Pendant dix minutes, les Anglais s’obstinent à leur œuvre impossible : encore quelques secondes, et la prophétie de notre capitaine va être accomplie !

Tout à coup l’Hermite pâlit, et poussant une espèce de rugissement, lui d’ordinaire si calme et si impassible, frappe avec fureur de son pied son banc de quart, et s’écrie les yeux fixés sur le Jupiter :

— Mais, il laisse arriver ! il éventre son grand hunier et oriente sous toutes les voiles possibles au plus près ! Orientez aussi les nôtres, enfants… Et voyons si, désireux de venger ses désastres, il nous permettra d’achever notre victoire en acceptant l’abordage…

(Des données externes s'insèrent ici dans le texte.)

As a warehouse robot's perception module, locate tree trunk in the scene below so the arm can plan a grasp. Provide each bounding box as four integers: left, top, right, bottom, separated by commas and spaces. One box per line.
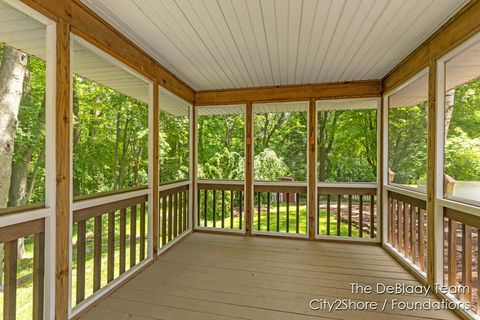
0, 46, 28, 286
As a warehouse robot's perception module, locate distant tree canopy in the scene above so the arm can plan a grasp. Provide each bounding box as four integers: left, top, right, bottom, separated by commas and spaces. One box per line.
159, 111, 190, 183
0, 45, 480, 207
73, 76, 148, 195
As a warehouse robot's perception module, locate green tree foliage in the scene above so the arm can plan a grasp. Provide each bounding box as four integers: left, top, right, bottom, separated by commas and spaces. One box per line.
445, 79, 480, 181
73, 76, 148, 195
253, 112, 307, 181
159, 111, 189, 183
198, 115, 245, 180
317, 109, 377, 182
388, 103, 427, 185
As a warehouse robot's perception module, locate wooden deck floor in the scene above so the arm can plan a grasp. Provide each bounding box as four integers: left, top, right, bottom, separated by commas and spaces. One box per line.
82, 233, 457, 320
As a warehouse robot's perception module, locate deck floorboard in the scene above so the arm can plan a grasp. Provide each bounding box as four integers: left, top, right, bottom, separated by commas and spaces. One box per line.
81, 233, 458, 320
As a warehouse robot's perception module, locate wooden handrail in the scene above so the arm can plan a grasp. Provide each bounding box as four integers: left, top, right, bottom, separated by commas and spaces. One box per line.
73, 186, 148, 202
73, 195, 148, 222
388, 191, 427, 210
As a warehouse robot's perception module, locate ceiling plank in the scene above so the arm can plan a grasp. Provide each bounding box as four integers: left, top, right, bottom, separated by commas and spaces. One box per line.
22, 0, 194, 102
195, 80, 381, 106
382, 0, 480, 92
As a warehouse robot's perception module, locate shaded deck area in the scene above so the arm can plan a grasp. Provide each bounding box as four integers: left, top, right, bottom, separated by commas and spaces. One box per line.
81, 232, 457, 320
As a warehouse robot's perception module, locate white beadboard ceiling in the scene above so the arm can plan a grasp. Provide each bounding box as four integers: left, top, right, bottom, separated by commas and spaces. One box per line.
82, 0, 467, 90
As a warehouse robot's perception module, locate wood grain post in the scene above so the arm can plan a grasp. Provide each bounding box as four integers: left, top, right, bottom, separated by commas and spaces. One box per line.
308, 98, 317, 240
149, 81, 160, 259
55, 19, 71, 320
246, 102, 253, 236
428, 57, 443, 286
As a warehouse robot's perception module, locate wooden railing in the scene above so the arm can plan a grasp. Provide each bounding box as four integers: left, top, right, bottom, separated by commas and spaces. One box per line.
253, 181, 308, 235
317, 183, 377, 239
0, 219, 45, 320
443, 208, 480, 314
72, 190, 148, 305
196, 180, 245, 230
158, 182, 190, 247
387, 191, 427, 272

L’équipage, qui en ce moment abandonnerait volontiers toutes ses parts futures de prise pour en venir aux mains, car il a soif de carnage, exécute cette manœuvre avec une rapidité et une précision qui tiennent du prodige.

Le Jupiter, après avoir pris un peu d’air sous cette allure et nous avoir dépassés sur l’avant de quelques centaines de toises, loin de se prêter à une rencontre qui dépend de lui seul, envoie vent devant armure sur tribord pour mettre sa brèche hors des atteintes de la vague et de notre artillerie… et prend la fuite devant nous…

De son côté la frégate victorieuse prend les mêmes amures, bouline au plus vite les lambeaux de ses voiles et poursuit, sous une risée, hélas ! de plus en plus mollissante, l’ennemi, qui se sauve en tirant sur nous, en retraite.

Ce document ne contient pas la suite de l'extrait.